Designing CQRS Read-Model Pipelines and Managing Eventual Consistency

CQRS gets adopted for the wrong reason about half the time. Teams reach for it because someone said “it scales,” then discover the hard part was never splitting the code paths. The hard part is the read model: keeping a fleet of denormalized projections correct and current off an append-only event log, and being honest with users about the window where a write has happened but the query side does not know yet. This article walks the pipeline end to end, on the assumption you have already decided CQRS earns its keep for at least one bounded context.

The mental model: your write side owns one job, which is to validate a command and emit facts. Everything a user reads is a cache. Once you internalize that read models are disposable, rebuildable caches over an authoritative event log, most of the operational decisions fall out naturally.

1. Separate the write model from purpose-built read models

The write model exists to enforce invariants. An aggregate loads its prior events, decides whether a command is legal, and appends new events. It should be normalized to the point of being almost unqueryable - a single aggregate stream, addressed by ID, optimized for consistency, not for the seventeen ways a UI wants to slice it.

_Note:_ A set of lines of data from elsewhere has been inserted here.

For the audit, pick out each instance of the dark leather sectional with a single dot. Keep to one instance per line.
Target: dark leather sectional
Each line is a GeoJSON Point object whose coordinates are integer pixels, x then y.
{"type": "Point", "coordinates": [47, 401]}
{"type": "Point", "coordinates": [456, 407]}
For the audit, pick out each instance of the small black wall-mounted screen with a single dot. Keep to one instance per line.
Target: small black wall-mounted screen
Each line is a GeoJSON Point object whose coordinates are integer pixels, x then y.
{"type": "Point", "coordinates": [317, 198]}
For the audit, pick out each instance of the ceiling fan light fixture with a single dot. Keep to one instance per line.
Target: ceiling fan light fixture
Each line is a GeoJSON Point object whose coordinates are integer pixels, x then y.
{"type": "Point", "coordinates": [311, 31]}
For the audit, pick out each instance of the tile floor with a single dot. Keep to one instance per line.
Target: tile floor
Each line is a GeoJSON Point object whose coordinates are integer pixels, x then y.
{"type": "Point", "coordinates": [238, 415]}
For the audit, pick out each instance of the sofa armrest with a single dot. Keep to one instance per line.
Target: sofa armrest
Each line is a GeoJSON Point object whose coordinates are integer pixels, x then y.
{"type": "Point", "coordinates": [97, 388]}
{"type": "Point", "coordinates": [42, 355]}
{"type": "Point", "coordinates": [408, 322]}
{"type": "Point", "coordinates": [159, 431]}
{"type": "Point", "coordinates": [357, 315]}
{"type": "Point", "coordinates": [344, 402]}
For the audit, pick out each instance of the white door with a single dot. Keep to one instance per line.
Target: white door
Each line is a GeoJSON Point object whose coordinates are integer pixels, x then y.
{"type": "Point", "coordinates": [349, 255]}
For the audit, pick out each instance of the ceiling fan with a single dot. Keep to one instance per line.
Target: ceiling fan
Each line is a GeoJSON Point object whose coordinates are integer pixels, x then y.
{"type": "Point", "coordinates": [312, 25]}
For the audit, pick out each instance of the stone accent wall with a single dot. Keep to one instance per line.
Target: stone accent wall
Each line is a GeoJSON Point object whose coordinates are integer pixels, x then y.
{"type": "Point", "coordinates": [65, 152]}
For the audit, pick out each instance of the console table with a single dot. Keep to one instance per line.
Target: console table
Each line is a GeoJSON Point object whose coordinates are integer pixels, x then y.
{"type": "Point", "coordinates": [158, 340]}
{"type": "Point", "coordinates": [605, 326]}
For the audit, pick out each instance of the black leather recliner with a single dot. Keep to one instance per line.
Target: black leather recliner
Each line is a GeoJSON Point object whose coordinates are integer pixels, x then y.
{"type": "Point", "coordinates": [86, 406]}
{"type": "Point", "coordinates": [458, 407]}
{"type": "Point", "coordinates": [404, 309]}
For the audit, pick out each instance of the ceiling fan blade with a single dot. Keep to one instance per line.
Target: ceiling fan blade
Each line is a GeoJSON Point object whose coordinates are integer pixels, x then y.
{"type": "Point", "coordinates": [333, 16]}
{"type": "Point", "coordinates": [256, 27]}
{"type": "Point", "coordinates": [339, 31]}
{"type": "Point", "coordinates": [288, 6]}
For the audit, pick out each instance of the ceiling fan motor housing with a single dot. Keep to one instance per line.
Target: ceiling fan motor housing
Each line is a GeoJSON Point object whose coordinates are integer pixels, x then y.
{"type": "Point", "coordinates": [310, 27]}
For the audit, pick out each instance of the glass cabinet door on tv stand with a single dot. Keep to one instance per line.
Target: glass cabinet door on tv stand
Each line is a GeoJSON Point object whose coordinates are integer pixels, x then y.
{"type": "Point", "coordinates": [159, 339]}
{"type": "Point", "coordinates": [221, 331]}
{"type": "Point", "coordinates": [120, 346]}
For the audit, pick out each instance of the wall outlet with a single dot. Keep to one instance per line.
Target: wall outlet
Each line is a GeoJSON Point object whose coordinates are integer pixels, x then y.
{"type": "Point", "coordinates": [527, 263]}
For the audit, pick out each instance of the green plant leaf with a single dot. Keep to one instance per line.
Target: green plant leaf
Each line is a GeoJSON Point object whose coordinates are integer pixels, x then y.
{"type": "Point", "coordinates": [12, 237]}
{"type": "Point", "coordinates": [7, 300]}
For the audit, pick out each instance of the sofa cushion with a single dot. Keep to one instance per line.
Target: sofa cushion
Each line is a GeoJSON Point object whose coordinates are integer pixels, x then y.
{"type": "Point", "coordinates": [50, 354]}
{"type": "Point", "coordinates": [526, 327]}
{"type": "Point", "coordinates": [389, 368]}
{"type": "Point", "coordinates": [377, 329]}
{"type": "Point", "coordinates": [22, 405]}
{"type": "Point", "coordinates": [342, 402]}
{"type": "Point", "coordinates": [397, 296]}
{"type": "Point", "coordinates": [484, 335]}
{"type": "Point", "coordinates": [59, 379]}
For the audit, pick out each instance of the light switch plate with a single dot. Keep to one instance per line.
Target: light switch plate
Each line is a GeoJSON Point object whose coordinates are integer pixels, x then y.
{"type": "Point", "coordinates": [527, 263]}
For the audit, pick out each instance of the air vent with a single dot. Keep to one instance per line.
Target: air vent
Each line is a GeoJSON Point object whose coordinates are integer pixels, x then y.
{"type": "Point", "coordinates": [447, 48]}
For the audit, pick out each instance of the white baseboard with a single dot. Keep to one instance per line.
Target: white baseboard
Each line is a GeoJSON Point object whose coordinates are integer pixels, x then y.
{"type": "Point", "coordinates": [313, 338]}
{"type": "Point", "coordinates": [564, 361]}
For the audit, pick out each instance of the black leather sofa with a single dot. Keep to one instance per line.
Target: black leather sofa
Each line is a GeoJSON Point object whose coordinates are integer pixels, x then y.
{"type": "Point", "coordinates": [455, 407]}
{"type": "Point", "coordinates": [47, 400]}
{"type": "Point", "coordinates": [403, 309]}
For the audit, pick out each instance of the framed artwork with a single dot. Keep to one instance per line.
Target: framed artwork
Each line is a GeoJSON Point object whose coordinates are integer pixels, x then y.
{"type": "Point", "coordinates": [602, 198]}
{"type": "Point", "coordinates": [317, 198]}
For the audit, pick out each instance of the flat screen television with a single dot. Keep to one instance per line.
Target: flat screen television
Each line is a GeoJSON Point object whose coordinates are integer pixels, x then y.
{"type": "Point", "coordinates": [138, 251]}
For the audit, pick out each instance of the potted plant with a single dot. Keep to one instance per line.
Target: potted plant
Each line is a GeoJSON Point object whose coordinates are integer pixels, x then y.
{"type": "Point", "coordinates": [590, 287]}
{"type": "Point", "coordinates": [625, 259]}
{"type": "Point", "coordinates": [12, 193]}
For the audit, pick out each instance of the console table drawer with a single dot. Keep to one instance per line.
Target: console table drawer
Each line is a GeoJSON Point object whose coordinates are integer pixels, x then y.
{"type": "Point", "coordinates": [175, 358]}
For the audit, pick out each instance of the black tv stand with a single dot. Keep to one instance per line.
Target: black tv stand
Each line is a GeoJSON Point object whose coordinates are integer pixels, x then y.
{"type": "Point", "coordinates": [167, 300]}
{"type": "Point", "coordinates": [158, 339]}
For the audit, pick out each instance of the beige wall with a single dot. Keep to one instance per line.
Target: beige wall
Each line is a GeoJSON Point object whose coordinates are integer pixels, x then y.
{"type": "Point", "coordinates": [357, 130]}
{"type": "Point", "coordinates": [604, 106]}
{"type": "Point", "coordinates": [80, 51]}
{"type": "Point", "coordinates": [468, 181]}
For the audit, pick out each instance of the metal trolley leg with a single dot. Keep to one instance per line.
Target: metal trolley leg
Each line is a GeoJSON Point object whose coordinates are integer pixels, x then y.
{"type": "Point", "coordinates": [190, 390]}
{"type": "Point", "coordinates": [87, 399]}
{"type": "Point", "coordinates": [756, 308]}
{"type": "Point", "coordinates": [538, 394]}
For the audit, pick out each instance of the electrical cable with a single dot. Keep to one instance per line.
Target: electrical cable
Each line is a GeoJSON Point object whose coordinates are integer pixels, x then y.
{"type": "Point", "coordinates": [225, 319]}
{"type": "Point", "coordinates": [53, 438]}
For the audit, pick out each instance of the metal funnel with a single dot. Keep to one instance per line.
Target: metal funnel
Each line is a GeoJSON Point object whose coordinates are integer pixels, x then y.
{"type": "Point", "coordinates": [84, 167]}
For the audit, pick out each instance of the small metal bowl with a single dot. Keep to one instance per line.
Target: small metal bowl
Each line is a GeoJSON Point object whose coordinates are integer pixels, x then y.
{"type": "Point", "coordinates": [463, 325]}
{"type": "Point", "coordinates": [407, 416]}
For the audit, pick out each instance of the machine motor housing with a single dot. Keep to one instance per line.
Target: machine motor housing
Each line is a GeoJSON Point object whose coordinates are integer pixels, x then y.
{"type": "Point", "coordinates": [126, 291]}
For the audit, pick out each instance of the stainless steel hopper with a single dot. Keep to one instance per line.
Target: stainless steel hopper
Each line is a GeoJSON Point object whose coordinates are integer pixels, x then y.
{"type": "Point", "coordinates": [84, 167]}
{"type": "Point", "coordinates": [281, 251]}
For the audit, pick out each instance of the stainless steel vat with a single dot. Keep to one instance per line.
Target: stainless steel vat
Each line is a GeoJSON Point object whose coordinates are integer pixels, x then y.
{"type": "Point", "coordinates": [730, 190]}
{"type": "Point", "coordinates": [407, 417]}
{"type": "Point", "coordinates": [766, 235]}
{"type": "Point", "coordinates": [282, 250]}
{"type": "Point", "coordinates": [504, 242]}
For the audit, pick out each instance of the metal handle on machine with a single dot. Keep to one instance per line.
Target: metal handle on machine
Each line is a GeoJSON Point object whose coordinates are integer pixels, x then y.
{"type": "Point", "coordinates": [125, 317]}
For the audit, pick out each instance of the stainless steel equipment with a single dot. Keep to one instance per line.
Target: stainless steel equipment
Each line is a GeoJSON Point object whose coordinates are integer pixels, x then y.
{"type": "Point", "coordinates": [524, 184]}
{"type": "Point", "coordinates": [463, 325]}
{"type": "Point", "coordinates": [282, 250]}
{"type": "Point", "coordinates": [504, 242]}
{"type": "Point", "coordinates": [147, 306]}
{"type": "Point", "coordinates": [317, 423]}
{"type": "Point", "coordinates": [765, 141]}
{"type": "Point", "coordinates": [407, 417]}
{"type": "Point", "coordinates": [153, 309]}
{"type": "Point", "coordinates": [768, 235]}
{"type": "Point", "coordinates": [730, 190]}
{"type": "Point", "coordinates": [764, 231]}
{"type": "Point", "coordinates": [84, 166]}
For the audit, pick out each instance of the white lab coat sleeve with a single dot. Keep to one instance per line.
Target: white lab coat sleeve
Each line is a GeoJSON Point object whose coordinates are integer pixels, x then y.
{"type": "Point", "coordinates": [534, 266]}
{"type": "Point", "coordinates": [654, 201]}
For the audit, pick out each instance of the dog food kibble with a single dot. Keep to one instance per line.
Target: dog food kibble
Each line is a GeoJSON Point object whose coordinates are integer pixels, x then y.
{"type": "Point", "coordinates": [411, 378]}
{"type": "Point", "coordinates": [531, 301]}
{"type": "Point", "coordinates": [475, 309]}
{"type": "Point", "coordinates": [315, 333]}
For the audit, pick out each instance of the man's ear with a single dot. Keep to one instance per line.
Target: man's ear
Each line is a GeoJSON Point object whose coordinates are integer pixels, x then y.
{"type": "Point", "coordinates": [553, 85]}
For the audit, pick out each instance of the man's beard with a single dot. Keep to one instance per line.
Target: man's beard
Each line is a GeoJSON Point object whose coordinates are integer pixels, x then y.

Read models go the other direction. Each one is shaped for exactly one query pattern and is allowed to be redundant, denormalized, and lossy. The OrderSummary projection that powers a customer’s order history is a different table than the WarehousePickList projection that powers fulfillment, even though both derive from the same OrderPlaced and ItemShipped events. Do not try to make one read model serve both; the entire point is that you no longer have to compromise schema design between writers and readers.

The contract between the two sides is the event. Keep events as immutable, named facts in the past tense (PaymentCaptured, not CapturePayment), versioned, and free of any read-model concerns. A projection failing or being added must never require touching the write side.

2. Choose read stores: relational, document, search, and materialized views

There is no single correct read store. Match the store to the query.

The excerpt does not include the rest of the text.